Forces acting on all points of a certain volume or surface are called distributed .

A body that is not prevented from moving in any direction by any other body is called a free body.

External and internal forces. Free and non-free body. The principle of release from bonds.

Outside forces called the forces with which the parts of a given body act on each other.

When solving most problems of statics, it is required to represent a non-free body as a free one, which is done using the principle of freeing the body, which is formulated as follows:

any non-free body can be considered as free, if we discard the connections, replacing them with reactions.
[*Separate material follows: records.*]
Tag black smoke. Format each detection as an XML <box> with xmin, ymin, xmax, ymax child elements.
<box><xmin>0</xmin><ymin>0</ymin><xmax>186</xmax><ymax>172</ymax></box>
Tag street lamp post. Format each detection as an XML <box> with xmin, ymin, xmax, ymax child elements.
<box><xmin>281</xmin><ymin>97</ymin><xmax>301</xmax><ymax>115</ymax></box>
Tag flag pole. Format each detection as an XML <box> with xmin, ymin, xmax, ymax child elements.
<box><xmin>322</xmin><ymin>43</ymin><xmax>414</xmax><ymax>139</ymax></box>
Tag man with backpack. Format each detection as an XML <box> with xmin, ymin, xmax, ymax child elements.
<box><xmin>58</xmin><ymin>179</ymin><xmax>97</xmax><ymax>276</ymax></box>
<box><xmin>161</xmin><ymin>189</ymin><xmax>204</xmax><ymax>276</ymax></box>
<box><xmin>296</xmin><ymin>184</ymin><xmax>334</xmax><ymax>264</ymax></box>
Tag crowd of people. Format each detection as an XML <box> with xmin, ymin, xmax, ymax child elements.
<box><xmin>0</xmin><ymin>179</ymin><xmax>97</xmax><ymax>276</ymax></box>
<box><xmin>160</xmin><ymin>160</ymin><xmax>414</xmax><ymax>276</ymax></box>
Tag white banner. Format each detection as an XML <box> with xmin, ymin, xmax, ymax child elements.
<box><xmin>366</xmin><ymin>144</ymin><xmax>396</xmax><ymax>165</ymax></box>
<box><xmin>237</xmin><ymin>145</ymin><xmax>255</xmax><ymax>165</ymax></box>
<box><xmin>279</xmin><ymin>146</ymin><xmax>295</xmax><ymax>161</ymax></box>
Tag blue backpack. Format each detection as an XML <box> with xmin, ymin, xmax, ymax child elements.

As a result of applying this principle, a body is obtained that is free from bonds and is under the action of a certain system of active and reactive forces.

Axioms of statics.

Conditions under which a body can be in equal Vesii, are derived from several basic provisions, accepted without evidence, but confirmed by experiments , and called axioms of statics. The basic axioms of statics were formulated by the English scientist Newton (1642-1727), and therefore they are named after him.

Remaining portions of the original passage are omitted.